Noch vor drei Monaten schien es unvorstellbar, dass in den Impfzentren Tausende freie Termine zur Verfügung stehen, die kaum nachgefragt werden. Während die über 80-Jährigen vor dem Online-Buchungsportal schier verzweifelten, können die Jungen inzwischen zum Impfen kommen, wann sie wollen. Freie Impfstoffwahl gibt es obendrein. Was also, so möchte man den Ungeimpften entnervt zurufen, braucht Ihr eigentlich noch, um in die Gänge zu kommen?

Wer auf Eigenverantwortung pocht, hat Recht. Der Staat soll sich in das Leben der Bürger möglichst wenig einmischen. Ob jemand gesund lebt oder darauf pfeift, ist eine persönliche Angelegenheit. Die Corona-Impfungen schützen aber nicht nur den Einzelnen. Jede Spritze hilft auch denen, die diese Möglichkeit nicht bekommen, zum Beispiel Kindern unter zwölf Jahren.

Je weniger sich impfen lassen, desto größer das Risiko von Einschränkungen, Schließungen und Verboten, die auch die Ungeimpften treffen können. Deren wirtschaftliche Folgen sind gewaltig. Das Deutsche Institut für Wirtschaftsforschung schätzt den Schaden, den die Pandemie in Deutschland bis zum März angerichtet hat, auf 390 Milliarden Euro. Aber es geht natürlich nicht nur ums Geld. Eltern und Kinder verspüren wenig Lust auf Schulschließung, Fernunterricht und Isolation. Noch ein verlorenes Schuljahr ist wirklich keine Option.
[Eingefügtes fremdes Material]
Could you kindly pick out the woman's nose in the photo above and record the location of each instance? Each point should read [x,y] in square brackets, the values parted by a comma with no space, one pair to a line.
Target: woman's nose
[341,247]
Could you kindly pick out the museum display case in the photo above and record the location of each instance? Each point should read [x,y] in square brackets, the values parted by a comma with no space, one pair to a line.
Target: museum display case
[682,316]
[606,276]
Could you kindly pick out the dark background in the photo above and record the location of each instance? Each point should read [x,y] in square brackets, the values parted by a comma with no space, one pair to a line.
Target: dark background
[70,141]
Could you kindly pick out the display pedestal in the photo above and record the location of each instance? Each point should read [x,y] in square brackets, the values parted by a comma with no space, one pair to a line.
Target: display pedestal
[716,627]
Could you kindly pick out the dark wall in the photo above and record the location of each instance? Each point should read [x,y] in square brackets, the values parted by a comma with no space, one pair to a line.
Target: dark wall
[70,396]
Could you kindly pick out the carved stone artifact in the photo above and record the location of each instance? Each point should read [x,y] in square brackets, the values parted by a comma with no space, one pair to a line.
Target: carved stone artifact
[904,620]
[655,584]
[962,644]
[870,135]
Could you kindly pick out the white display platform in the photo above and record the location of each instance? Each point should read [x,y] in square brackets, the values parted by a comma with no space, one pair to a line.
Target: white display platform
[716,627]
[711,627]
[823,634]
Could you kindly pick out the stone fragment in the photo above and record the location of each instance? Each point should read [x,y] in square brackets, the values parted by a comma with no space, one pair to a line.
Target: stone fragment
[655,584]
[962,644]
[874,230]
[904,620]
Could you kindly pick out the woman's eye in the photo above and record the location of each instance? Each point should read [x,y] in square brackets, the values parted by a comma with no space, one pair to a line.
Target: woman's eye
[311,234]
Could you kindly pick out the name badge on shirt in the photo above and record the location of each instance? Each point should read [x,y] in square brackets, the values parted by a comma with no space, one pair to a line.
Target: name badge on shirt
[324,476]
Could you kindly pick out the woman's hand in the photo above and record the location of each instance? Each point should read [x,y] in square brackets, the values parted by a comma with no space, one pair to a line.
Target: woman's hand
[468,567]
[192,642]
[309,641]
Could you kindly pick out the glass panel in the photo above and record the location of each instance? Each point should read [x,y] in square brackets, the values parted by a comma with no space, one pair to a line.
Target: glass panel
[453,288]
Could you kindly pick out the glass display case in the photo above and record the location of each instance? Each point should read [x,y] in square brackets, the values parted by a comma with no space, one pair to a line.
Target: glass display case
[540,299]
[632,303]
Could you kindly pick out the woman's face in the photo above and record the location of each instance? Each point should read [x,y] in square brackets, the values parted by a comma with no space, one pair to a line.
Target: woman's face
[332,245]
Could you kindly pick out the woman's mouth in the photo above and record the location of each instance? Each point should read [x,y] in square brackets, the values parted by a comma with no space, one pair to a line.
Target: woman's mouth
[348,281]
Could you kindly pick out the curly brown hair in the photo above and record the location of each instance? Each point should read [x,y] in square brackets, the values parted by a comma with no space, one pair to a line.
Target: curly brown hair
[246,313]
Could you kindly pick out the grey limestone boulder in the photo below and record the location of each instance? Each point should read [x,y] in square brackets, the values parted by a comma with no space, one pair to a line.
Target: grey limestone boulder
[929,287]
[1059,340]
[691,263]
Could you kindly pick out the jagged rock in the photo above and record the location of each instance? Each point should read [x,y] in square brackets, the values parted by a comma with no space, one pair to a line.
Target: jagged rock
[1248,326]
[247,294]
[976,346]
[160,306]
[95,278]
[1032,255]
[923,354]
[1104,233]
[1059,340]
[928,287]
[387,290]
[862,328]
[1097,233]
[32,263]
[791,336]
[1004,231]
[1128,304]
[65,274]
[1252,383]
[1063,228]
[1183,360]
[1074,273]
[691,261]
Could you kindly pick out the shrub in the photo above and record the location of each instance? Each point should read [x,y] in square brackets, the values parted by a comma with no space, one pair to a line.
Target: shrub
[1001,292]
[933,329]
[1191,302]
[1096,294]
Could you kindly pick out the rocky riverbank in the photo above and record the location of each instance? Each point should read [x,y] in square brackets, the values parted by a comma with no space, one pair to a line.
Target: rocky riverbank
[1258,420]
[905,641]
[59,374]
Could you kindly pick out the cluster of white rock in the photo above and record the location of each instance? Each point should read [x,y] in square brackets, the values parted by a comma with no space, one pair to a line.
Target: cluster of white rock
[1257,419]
Brisantes Thema: Impfpflicht

Wer meint, Impfen sei Privatsache, wird die Frage beantworten müssen, wie die nächste Corona-Welle verhindert werden soll. Die Bundesnotbremse kann es ja wohl nicht sein. Doch schon gelten in einigen Regionen wieder Beschränkungen bei Festen und Privatfeiern. Will es die Regierung dem geimpften Teil der Bevölkerung wirklich zumuten, wieder zu Hause bleiben zu müssen, weil sie es nicht schafft, die Menschen von den Vorteilen des Impfens zu überzeugen?
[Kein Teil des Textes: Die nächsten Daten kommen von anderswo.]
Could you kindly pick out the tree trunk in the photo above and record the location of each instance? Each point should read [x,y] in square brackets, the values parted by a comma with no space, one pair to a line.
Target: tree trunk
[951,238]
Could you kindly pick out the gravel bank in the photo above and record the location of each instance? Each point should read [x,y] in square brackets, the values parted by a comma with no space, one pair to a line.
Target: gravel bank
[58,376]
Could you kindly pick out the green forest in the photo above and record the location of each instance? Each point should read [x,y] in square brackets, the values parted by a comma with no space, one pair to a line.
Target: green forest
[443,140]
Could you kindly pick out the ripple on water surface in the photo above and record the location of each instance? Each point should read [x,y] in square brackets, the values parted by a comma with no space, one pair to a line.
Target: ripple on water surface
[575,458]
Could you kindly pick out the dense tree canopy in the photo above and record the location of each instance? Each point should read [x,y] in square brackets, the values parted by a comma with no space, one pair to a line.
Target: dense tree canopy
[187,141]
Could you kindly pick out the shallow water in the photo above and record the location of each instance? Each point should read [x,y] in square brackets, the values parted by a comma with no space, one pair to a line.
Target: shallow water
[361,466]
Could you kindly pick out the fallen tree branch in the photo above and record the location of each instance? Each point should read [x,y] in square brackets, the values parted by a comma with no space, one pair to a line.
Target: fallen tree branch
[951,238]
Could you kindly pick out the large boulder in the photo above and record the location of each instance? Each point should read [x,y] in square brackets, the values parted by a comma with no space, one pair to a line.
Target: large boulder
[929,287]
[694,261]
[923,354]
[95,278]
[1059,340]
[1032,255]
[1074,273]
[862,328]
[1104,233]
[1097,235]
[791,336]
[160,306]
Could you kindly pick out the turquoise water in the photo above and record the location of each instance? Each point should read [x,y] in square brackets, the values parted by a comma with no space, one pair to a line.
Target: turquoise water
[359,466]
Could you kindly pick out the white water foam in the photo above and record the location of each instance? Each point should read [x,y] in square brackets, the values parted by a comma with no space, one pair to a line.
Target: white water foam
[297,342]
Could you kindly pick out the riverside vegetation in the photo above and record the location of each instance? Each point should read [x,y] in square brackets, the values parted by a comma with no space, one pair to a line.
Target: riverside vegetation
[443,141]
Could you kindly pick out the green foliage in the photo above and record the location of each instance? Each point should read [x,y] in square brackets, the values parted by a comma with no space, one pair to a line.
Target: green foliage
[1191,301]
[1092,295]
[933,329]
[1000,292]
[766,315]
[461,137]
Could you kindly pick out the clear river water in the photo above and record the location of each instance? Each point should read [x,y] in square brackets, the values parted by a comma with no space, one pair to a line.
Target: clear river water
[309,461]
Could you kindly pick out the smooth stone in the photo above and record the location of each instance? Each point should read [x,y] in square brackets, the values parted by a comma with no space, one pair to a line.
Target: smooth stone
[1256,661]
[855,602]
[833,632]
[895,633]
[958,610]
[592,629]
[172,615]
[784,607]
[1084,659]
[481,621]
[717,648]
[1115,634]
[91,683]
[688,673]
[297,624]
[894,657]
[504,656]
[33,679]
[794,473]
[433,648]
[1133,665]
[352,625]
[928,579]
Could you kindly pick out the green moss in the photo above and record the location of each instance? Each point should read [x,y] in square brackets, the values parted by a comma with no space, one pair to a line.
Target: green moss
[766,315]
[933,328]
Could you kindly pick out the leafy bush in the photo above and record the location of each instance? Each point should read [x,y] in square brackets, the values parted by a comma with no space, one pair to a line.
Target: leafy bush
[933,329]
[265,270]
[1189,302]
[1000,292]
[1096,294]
In den Hochzeiten der Corona-Pandemie mussten Gastronomen, Künstler, kleine Händler und Kurzarbeiter Opfer bringen im Interesse der Allgemeinheit. Die Regierung hat sie vertröstet. Wenn erst einmal genügend Impfstoff vorhanden sei, kehre das normale Leben zurück, versprach sie ein ums andere Mal. Nun ist es so weit. Wenn das Impfen der einzige Ausweg ist, dann muss er bitteschön konsequent gegangen werden. Doch die Bundesregierung wagt sich nicht an das brisante Thema „Impfpflicht“ heran – nicht einmal für die Beschäftigten im Gesundheitswesen, in der Pflege und in Schulen. Sie nimmt es hin, dass ungeimpftes Personal hochbetagte Senioren versorgt und immer wieder Erzieherinnen das Virus in die Kitas tragen. Das wird nicht lange gut gehen.

Vielleicht lassen sich diejenigen noch überzeugen, denen nur der letzte Anstoß gefehlt hat. Die Frage ist nur, wie viele noch ansteckendere Mutationen das Virus zu bieten hat, bis die Bitten und Appelle endlich erhört worden sind. Eines sollte klar sein: Schnelltests sind keine Alternative mehr. Sie waren eine Lösung für die Zeit bis zur Impfstoffproduktion. Die Zweifachimpfung können sie nicht ersetzen. Deshalb muss es künftig heißen, testen ist nicht wie impfen. Um die Ansteckungsgefahr wirksam zu verringern, darf nur noch der Impfausweis Zugang gewähren zu Innenräumen von Geschäften, Dienstleistungen, Gastronomie, Freizeit- und Kulturstätten, Bildungs- und Pflegeeinrichtungen. Länder wie Frankreich zeigen, wie das funktioniert.